On Wednesday, we learned two things.
In 2014, the undocumented immigration population reached its lowest point since 2003.
In 2015, the global temperature was at its highest point in recorded history.
So what are Republicans talking about more? Immigration, of course.
You can understand why they won’t talk more about global warming. The conservative base doesn’t believe it’s real and no scientific data or pattern of extreme weather is going to convince them.
Immigration is more of a head-scratcher. Throughout history, around the world, native populations have reacted awfully to immigrant influxes. But there simply isn’t an influx of illegal immigration going on. Why does the obsession on the right persist?
The easy answer is bigotry. In fact, that is the only explanation for Republican voters blaming a myriad of social problems on a rise in immigration that doesn’t exist.

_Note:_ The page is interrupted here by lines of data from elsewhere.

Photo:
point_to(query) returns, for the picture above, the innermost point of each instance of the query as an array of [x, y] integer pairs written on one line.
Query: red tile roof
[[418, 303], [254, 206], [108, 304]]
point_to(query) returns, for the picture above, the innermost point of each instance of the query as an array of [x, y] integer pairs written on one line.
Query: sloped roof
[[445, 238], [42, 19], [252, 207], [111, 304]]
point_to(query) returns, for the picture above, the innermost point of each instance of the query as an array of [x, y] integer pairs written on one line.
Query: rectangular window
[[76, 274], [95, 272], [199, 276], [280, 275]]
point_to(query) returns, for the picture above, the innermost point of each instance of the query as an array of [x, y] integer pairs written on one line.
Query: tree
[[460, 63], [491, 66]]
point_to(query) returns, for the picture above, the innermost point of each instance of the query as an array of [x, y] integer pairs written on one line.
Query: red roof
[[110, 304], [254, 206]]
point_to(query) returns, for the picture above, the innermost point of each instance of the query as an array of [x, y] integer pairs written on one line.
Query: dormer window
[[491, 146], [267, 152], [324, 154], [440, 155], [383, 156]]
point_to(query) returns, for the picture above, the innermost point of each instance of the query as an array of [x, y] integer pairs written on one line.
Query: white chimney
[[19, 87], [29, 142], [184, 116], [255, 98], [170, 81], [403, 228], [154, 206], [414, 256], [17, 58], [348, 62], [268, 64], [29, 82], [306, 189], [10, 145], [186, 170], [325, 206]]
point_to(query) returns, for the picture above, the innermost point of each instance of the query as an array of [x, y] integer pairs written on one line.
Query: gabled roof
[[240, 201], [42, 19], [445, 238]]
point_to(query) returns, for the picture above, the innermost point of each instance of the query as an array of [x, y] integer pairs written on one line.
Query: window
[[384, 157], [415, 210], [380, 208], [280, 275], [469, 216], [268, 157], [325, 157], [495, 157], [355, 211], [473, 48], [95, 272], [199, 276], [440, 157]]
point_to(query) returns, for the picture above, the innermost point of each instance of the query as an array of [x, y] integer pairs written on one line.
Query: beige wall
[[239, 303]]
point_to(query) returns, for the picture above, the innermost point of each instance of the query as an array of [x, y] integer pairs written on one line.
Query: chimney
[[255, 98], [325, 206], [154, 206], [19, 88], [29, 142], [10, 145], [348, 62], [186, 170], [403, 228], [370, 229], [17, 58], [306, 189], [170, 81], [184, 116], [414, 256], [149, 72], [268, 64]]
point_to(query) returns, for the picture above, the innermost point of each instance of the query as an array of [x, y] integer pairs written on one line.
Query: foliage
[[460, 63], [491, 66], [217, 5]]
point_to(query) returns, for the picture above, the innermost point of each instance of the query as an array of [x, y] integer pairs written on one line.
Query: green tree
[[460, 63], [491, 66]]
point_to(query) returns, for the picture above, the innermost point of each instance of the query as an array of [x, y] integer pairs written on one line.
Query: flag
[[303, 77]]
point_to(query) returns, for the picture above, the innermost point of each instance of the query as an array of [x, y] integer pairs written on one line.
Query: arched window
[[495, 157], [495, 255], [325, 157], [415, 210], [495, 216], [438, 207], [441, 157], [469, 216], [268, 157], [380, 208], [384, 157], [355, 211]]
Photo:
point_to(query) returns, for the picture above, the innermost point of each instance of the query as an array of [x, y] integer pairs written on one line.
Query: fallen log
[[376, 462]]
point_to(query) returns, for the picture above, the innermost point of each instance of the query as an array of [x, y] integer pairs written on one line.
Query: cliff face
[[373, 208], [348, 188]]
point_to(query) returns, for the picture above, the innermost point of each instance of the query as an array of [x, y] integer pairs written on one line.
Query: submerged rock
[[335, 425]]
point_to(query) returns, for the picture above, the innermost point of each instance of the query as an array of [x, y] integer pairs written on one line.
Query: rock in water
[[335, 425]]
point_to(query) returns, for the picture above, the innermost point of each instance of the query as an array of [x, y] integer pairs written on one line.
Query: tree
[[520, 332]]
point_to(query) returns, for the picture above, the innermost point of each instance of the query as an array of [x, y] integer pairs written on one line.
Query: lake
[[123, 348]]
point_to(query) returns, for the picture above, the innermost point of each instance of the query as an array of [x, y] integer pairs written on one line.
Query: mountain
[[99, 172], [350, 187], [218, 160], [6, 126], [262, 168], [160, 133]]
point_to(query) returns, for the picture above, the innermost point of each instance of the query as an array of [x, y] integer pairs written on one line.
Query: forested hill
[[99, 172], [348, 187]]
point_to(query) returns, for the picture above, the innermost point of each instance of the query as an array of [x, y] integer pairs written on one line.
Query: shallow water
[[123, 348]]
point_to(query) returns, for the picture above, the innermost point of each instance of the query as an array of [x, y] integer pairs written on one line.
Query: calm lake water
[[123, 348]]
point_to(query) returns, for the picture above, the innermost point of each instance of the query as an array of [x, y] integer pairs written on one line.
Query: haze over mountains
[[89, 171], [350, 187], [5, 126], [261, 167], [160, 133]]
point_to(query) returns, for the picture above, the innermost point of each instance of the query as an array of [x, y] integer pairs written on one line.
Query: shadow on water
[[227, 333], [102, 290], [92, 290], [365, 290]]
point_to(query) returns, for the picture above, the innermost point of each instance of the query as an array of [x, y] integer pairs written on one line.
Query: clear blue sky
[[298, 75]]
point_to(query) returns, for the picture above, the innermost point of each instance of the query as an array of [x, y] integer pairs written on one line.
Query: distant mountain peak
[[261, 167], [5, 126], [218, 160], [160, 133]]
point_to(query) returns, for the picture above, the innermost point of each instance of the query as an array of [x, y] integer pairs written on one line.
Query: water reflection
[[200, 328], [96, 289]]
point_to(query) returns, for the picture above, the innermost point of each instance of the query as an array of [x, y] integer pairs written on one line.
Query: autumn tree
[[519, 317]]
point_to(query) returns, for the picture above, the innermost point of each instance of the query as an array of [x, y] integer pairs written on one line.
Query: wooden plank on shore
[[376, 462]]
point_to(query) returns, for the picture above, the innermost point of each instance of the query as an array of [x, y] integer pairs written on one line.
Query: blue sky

But it doesn’t quite explain why Republican candidates are so focused on the issue.
Consider that in a December ABC/Washington Post poll, when Republicans were asked what was their “single most important issue in your choice for president” only a mere eight percent named immigration.
And yet this tiny tip of the Republican tail is wagging the party dog.
Granted, the issue of terrorism – the number one issue among Republicans at 39 percent – has been conflated with immigration after the San Bernardino attack. But candidates like Donald Trump and Ted Cruz were pushing immigration hot buttons before San Bernardino.
The GOP leadership has long understood that immigration reform is a political necessity. The official RNC “autopsy” of the 2012 election supported “comprehensive immigration reform” because, “If we do not, our Party’s appeal will continue to shrink to its core constituencies only.” Even Sean Hannity said four years ago that he supported a “pathway to citizenship … Because, you know what, it’s got to be resolved.”
But Republicans were too fearful of the anti-immigrant elements in their base, too afraid to grapple with the divisions that would arise. The result is that the issue is not resolved and it continues to bedevil the party. The most recent NBC/Wall Street Journal poll found that 42 percent of voters, including 45 percent of Latinos, have a less favorable view of the GOP because of the primary race.
Fear of the nativist right helped derail Gov. Scott Walker’s brief candidacy, as his epic flip-flopping on immigration, designed to pander to the bigots, sullied his reputation for consistency. And now it’s Sen. Marco Rubio who is being pounded by both Sen. Ted Cruz and Jeb Bush allies for his chronic vacillation and absent leadership on the issue.
All of this could have been avoided if Republicans did the responsible thing and stepped up to solve the issue in 2013. It would have been a distant memory by now. Instead, they are tied up in knots over a non-problem.